Long-time contributor Roger Dickeson refers to it as a "productivity paradox" in his column on page 65. Printers strive earnestly to install new equipment and software to make their firms more productive. As a result, he says, those operations should need fewer hours of labor to produce that same amount of work. But printing company owners are hesitant to reduce their head counts, knowing that doing so disrupts careers and families, and lowers morale among those who survive the layoffs.
"We can't eliminate people as quickly as we can eliminate the need for people," adds Dickeson. "Funny, isn't it, how the whole scene changes when we look at people payments as defining 'capacity' rather than machine speeds?" He says a recent study revealed the top printers paid out 10 percent less of their manufactured value-added as people payments during the past 10 years.
If you buy into this logic, you can take it a step further.
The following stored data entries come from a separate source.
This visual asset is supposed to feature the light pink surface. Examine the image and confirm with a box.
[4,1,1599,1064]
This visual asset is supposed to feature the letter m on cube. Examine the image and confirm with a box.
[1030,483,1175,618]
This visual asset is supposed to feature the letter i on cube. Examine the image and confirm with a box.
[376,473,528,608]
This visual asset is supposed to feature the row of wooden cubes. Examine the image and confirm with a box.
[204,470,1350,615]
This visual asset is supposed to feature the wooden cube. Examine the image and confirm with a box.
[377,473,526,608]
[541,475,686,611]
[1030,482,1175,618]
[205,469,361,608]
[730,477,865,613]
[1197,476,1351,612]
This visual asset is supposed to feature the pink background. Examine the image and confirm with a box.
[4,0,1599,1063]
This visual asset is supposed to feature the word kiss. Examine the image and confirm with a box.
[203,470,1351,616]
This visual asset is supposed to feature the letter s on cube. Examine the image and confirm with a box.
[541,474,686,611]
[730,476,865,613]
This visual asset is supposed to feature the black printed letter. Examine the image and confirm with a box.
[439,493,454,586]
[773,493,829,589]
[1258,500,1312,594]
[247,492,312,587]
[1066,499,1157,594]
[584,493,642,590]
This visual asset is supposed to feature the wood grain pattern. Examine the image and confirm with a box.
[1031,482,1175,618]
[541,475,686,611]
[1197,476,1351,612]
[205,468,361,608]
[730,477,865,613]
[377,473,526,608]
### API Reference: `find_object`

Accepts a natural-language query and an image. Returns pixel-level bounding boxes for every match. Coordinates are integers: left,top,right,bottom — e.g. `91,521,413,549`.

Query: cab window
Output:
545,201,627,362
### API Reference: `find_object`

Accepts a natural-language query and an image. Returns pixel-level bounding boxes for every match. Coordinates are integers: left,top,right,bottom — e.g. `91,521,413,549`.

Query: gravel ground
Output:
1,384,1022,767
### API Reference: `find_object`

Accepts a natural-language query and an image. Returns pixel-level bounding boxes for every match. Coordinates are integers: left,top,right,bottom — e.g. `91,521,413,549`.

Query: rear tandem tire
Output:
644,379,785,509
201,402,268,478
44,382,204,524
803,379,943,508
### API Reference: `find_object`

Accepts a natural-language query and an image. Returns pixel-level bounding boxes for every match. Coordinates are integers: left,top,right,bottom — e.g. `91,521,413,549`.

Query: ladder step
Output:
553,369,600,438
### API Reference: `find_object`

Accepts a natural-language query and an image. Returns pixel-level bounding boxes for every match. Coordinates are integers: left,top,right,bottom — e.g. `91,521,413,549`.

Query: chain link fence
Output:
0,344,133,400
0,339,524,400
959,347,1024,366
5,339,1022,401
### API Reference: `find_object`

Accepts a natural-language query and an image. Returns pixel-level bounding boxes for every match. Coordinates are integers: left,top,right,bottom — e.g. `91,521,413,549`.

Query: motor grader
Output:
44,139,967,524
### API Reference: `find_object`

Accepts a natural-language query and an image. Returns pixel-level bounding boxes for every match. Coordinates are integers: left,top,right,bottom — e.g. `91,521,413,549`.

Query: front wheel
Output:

Perhaps the new challenge for tomorrow's successful printers will be how to move into, and staff, value-added services—like mailing (read some success stories on page 44) and fulfillment—while reducing employment levels within traditional areas of the plant. Nothing novel here . . . Remember the typesetters, strippers and camera operators printers used to employ—some making the transition to the electronic world and others unable to learn the new tools of the trade? And, despite endless rounds of head count reductions, don't most printers still complain about the trouble finding skilled and dependable workers?